While MITcrc members Ron Duncan (S.B. 1986) of Campbell, Calif., Paul Osepa (S.B. 1982) of Los Gatos, Calif., and John Ison (S.B. 1977, S.M.) of Saratoga, Calif., are running the 106th Boston Marathon on April 21, other club members will be cheering them on and celebrating the third Graduation Run.
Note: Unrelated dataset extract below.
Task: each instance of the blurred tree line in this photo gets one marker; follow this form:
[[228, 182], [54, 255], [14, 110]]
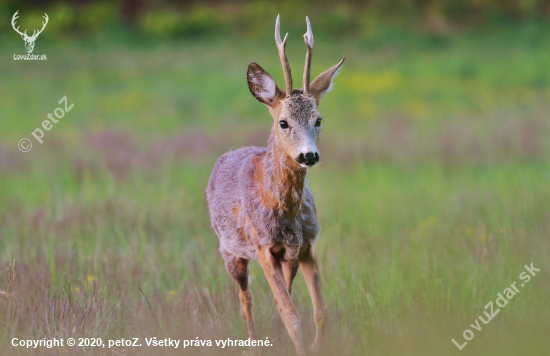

Duncan (3:08.4 in last year's Silicon Valley marathon, a personal record) and Osepa (3:16 in Boston) qualified as official participants in the Boston Marathon and will run with numbers. Ison is unregistered, or a "bandit," and will not have a number.

Duncan and Osepa are colleagues at Synopsys Inc., circuit designers in Mountain View, Calif.

Duncan, MITcrc's most accomplished marathon runner, has been traveling in Asia and training sporadically, covering 90 miles one week and none the next. "I don't have high expectations for Boston," he said. "Under 3:10 would be acceptable. I just hope to have fun. My goal of a sub-three-hour marathon will have to wait until the fall when I have more time to train."

Osepa will be running his fourth consecutive Boston Marathon and his eighth overall. "This time I must set a new personal record because I have exhausted every possible way of missing in my last three runs at Boston," said Osepa, whose best time for the distance is 3:14. "It's 3:10 or bust--again."

A version of this article appeared in MIT Tech Talk on March 12, 2003.